Most of the history I’ll cite comes from Fred Kaplan’s The Wizards of Armageddon. My purpose in this series of posts is to open up discussion of ways of seeing nuclear weapons that don’t stem from the origin story of Oppenheimer and the Manhattan Project. If we can see nuclear strategies in different light, we may find ways to move away from our current “scorpions in a bottle” world, which is a phrase Oppenheimer used.
We need ways of thinking about nuclear weapons that are outside that bottle. I don’t have a comprehensive solution. There is a lively community of younger nuclear thinkers who have grown up in a different world and thus are better equipped than I am to think outside the bottle. I hope to supply some impetus to their thinking.
The previous posts in this series –
deal with history that contains stories that are more relevant to our time than the story of the Manhattan Project. The successful struggle for civilian control over nuclear weapons. Scientists banding together for a goal. As I start writing about the development of nuclear strategy, though, the task is to cut through unhelpful ideas that have grown up. Many of the traditional ideas are wrong or no longer relevant. The world has changed since the 1950s.
A word that will come up repeatedly is “deterrence.” It’s been badly misused. I suggest that we put it in cold storage for a couple of years, so that we can discuss what we mean, rather than slap the token down on the table for an attempt at a quick win. The word will continue to be used, of course, because entire wings of the military depend on that token for their existence, and others have become accustomed to it.
Notice anything in particular about those photos? Hm, yes, we’ll get to that later.
The basic idea of deterrence, as I understand it, is to convince the other side that attacking would cost them more than it would gain. Even this form has difficulties. Perhaps the other side doesn’t attack because they don’t want the damage a war would do to their economy and population. Perhaps what your side does to increase the costs is not what the other side perceives as increasing the costs. Perhaps the other side perceives the benefits to be much greater or less than you do.
Successful deterrence means that an attack does not occur. But that outcome can never confidently be ascribed to any particular measures. A negative outcome – when something doesn’t happen – is always subject to question.
More abstractly, is deterrence actually compellance?
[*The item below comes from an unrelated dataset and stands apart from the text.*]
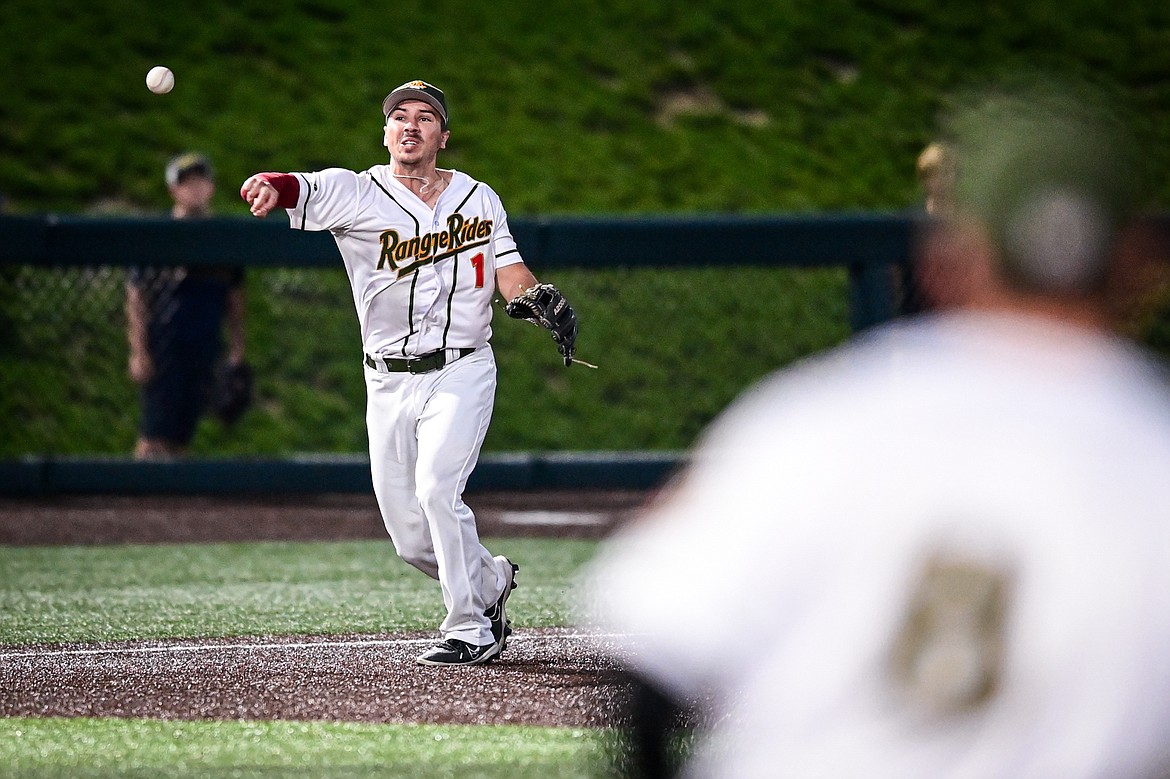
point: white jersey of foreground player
(775, 578)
Here we get into the very technical vocabulary and hair-splitting that is often used to gatekeep the discussion. If you terrify the other side into compliance, is that compellance or deterrence? Can a line be drawn between the two?
Sometimes deterrence is made into something concrete. Thus the nuclear arsenal becomes “the deterrent.” Presumably this means that that part of the defense (offense?) is the primary reason the other side doesn’t attack. Reread the third paragraph back. That abstraction of the nuclear arsenal, or perhaps concretization of “deterrence,” is useful for the military. In Congressional budget hearings, a bid for a higher budget can be posed in terms of making the deterrent more effective by making more nuclear weapons.
So I will attack the use of that word. Be deterred from using it.